Share via


Stop-Service

Hiermee stopt u een of meer actieve services.

Syntax

Stop-Service
    [-Force]
    [-NoWait]
    [-InputObject] <ServiceController[]>
    [-PassThru]
    [-Include <String[]>]
    [-Exclude <String[]>]
    [-WhatIf]
    [-Confirm]
    [<CommonParameters>]
Stop-Service
    [-Force]
    [-NoWait]
    [-Name] <String[]>
    [-PassThru]
    [-Include <String[]>]
    [-Exclude <String[]>]
    [-WhatIf]
    [-Confirm]
    [<CommonParameters>]
Stop-Service
    [-Force]
    [-NoWait]
    [-PassThru]
    -DisplayName <String[]>
    [-Include <String[]>]
    [-Exclude <String[]>]
    [-WhatIf]
    [-Confirm]
    [<CommonParameters>]

Description

Deze cmdlet is alleen beschikbaar op het Windows-platform.

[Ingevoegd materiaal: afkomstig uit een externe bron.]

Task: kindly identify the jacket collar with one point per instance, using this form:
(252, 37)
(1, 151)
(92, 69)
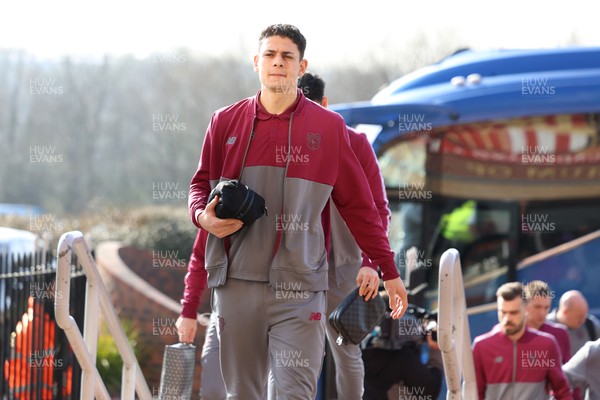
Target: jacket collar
(256, 110)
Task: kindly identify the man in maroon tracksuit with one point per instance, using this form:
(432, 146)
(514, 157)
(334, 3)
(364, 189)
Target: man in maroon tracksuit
(513, 361)
(298, 157)
(539, 298)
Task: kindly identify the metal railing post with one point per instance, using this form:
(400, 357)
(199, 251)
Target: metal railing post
(454, 336)
(85, 349)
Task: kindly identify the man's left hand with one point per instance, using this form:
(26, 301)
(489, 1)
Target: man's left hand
(398, 297)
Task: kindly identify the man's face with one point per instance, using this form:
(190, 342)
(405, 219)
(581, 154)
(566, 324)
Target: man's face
(278, 65)
(537, 310)
(575, 316)
(511, 315)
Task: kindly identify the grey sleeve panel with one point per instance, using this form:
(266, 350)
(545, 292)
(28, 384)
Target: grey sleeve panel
(345, 256)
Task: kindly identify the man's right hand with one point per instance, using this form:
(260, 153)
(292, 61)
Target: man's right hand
(209, 221)
(186, 328)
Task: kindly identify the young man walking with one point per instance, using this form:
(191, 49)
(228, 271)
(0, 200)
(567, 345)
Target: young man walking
(296, 155)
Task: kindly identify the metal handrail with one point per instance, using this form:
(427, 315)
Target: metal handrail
(85, 347)
(454, 336)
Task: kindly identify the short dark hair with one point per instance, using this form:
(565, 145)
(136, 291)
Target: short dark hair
(536, 289)
(288, 31)
(510, 291)
(312, 86)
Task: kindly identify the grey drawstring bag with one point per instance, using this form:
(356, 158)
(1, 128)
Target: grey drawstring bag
(177, 376)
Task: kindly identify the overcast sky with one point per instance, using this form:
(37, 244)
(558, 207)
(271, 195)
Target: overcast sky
(336, 30)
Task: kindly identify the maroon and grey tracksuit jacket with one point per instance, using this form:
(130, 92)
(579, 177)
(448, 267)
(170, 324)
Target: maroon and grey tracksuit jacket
(345, 255)
(525, 369)
(296, 174)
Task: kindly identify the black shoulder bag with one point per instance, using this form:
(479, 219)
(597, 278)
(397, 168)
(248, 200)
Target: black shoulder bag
(355, 318)
(237, 200)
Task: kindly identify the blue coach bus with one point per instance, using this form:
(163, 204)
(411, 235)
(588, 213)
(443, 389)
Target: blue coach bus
(496, 154)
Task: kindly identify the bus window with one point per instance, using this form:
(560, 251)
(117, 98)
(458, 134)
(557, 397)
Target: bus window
(474, 187)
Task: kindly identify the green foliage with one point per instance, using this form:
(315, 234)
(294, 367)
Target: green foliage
(157, 228)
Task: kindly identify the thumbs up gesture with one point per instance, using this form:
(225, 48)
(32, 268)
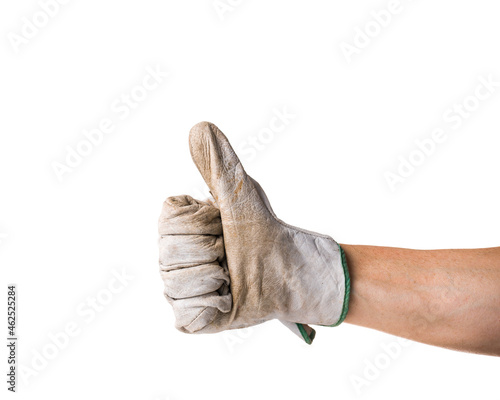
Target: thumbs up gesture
(232, 263)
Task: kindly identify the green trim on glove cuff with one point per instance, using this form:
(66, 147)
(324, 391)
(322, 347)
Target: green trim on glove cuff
(345, 306)
(308, 338)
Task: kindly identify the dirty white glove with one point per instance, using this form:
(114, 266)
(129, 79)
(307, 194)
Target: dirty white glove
(233, 263)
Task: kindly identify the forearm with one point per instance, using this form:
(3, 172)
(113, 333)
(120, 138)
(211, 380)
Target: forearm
(448, 298)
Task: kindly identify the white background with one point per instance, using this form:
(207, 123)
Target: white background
(325, 171)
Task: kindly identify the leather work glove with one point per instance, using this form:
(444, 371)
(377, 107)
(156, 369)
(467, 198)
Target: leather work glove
(232, 263)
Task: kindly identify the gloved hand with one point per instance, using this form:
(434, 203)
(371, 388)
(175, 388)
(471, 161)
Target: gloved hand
(234, 264)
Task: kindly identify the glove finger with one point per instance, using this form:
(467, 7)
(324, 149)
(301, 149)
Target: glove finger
(195, 281)
(181, 251)
(195, 313)
(183, 215)
(222, 171)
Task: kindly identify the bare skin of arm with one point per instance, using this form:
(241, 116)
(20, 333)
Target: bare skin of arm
(447, 298)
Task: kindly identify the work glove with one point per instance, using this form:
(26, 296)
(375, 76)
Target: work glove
(230, 263)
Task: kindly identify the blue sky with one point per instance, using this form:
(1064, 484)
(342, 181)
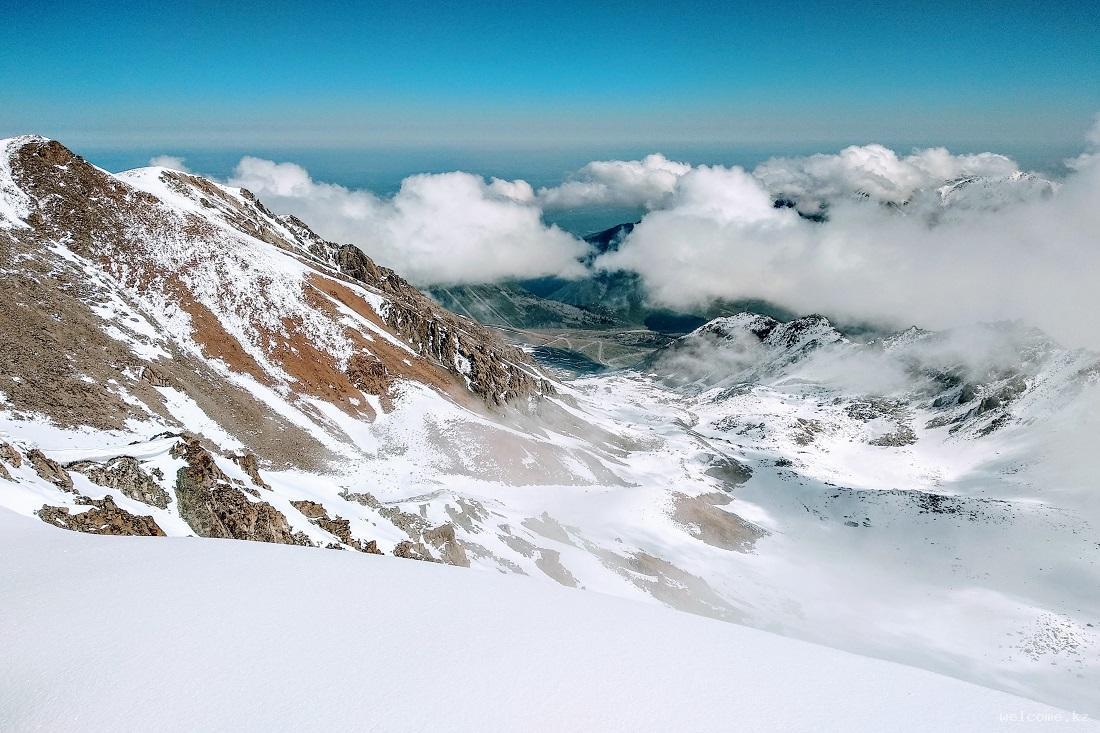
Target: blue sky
(567, 74)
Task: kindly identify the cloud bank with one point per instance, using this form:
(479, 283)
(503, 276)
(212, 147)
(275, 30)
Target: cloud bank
(925, 238)
(719, 237)
(441, 229)
(648, 182)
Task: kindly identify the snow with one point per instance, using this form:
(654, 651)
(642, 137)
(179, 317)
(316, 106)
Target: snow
(103, 633)
(14, 203)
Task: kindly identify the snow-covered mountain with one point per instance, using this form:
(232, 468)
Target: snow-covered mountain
(176, 359)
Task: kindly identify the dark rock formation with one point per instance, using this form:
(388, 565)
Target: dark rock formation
(50, 470)
(105, 517)
(213, 507)
(339, 527)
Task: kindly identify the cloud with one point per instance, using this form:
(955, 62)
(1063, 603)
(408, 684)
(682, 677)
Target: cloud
(645, 183)
(872, 171)
(168, 162)
(717, 237)
(439, 229)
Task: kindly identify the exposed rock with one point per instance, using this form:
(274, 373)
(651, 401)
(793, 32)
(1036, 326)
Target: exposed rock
(668, 582)
(369, 374)
(125, 474)
(310, 510)
(549, 527)
(729, 470)
(414, 525)
(10, 455)
(414, 551)
(50, 470)
(105, 517)
(494, 371)
(703, 520)
(213, 507)
(903, 436)
(549, 561)
(340, 527)
(806, 430)
(469, 514)
(450, 549)
(250, 465)
(154, 376)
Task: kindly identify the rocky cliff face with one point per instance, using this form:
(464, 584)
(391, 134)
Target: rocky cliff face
(161, 298)
(118, 285)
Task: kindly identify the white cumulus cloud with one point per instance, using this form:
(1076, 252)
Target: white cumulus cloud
(717, 237)
(646, 183)
(875, 171)
(452, 228)
(173, 162)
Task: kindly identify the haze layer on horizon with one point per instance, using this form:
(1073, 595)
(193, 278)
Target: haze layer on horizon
(498, 75)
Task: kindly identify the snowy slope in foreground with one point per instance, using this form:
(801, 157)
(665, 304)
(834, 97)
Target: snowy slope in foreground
(189, 634)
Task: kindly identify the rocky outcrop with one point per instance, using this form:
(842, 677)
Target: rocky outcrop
(494, 371)
(420, 532)
(50, 470)
(339, 527)
(103, 517)
(450, 549)
(212, 506)
(10, 455)
(125, 474)
(369, 374)
(703, 520)
(414, 551)
(250, 465)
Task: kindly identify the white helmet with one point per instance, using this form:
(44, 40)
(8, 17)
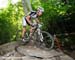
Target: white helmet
(40, 9)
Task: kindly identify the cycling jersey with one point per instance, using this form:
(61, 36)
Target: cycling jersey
(32, 15)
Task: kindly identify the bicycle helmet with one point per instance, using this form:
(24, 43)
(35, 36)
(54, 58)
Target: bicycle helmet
(40, 9)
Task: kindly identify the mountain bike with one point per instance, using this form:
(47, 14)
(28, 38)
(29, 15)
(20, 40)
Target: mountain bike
(42, 39)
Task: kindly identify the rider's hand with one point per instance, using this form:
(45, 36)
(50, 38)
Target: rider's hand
(39, 25)
(32, 25)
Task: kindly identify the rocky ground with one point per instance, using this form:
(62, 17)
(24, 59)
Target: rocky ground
(32, 53)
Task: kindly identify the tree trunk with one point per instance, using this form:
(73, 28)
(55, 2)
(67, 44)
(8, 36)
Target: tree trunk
(27, 6)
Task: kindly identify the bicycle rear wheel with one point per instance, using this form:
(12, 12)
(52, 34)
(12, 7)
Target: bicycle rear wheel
(46, 40)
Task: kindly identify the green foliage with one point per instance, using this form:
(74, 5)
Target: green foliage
(10, 21)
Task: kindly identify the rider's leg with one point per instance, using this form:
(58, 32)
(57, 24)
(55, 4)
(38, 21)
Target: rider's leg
(23, 31)
(31, 31)
(24, 27)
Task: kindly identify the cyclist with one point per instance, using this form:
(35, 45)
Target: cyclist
(28, 20)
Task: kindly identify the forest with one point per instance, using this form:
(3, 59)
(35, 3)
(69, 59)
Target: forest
(58, 18)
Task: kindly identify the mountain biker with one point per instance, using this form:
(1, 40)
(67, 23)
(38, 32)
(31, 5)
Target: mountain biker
(28, 20)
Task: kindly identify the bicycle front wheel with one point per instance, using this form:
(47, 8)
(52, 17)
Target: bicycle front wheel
(46, 40)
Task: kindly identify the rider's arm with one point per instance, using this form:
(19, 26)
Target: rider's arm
(37, 20)
(28, 20)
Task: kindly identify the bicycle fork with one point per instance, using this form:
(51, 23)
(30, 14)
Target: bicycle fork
(40, 35)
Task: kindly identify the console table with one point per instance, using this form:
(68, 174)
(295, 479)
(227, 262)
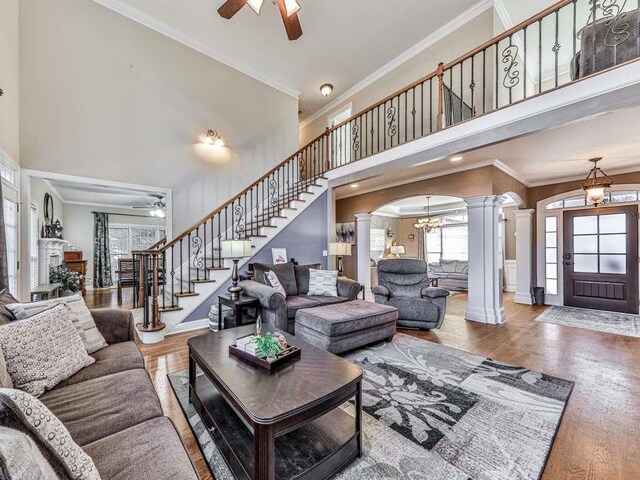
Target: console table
(246, 409)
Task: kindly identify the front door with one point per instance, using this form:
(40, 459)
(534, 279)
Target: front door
(601, 259)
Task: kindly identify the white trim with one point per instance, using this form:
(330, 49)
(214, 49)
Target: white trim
(404, 57)
(53, 190)
(189, 326)
(164, 29)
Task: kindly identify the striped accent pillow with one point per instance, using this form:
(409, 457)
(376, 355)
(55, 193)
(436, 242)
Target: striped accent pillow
(323, 282)
(272, 278)
(81, 318)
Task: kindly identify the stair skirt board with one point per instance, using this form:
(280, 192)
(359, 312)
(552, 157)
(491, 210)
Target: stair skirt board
(182, 306)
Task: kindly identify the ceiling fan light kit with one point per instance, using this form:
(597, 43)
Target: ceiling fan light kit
(288, 10)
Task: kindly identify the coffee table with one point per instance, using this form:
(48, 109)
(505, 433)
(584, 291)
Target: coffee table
(284, 424)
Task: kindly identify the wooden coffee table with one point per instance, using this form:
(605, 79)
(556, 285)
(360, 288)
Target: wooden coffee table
(285, 424)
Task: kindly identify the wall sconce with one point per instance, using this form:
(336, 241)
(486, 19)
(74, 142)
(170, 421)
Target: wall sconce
(213, 138)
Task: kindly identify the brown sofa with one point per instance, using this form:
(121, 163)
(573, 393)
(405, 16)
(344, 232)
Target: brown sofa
(280, 312)
(112, 411)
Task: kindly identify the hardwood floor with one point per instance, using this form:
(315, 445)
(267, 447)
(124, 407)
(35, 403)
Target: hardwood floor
(599, 438)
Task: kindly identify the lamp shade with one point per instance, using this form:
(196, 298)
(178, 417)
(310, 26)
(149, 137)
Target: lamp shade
(236, 248)
(398, 250)
(340, 249)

De Stop-Service cmdlet verzendt een stopbericht naar de Windows-servicecontroller voor elk van de opgegeven services. U kunt de services opgeven op basis van hun servicenamen of weergavenamen, of u kunt de parameter InputObject gebruiken om een serviceobject door te geven dat de service vertegenwoordigt die u wilt stoppen.

Voorbeelden

Voorbeeld 1: Een service stoppen op de lokale computer

PS C:\> Stop-Service -Name "sysmonlog"

Met deze opdracht stopt u de service Prestatielogboeken en -waarschuwingen (SysmonLog) op de lokale computer.

Voorbeeld 2: Een service stoppen met behulp van de weergavenaam

PS C:\> Get-Service -DisplayName "telnet" | Stop-Service

Met deze opdracht stopt u de Telnet-service op de lokale computer. De opdracht gebruikt Get-Service om een object op te halen dat de Telnet-service vertegenwoordigt. De pijplijnoperator (|) geeft het object door aan Stop-Service, waardoor de service wordt gestopt.

Voorbeeld 3: Een service met afhankelijke services stoppen

PS C:\> Get-Service -Name "iisadmin" | Format-List -Property Name, DependentServices
PS C:\> Stop-Service -Name "iisadmin" -Force -Confirm

In dit voorbeeld wordt de IIS Beheer-service op de lokale computer gestopt. Omdat het stoppen van deze service ook de services stopt die afhankelijk zijn van de IIS Beheer-service, kunt u het beste voorafgaan aan Stop-Service een opdracht waarin de services worden vermeld die afhankelijk zijn van de IIS Beheer-service.

Met de eerste opdracht worden de services weergegeven die afhankelijk zijn van IIS Beheer. Get-Service Hiermee wordt een object opgehaald dat de IIS Beheer-service vertegenwoordigt. De pijplijnoperator (|) geeft het resultaat door aan de Format-List cmdlet. De opdracht gebruikt de eigenschapsparameter om Format-List alleen de eigenschappen Name en DependentServices van de service weer te geven.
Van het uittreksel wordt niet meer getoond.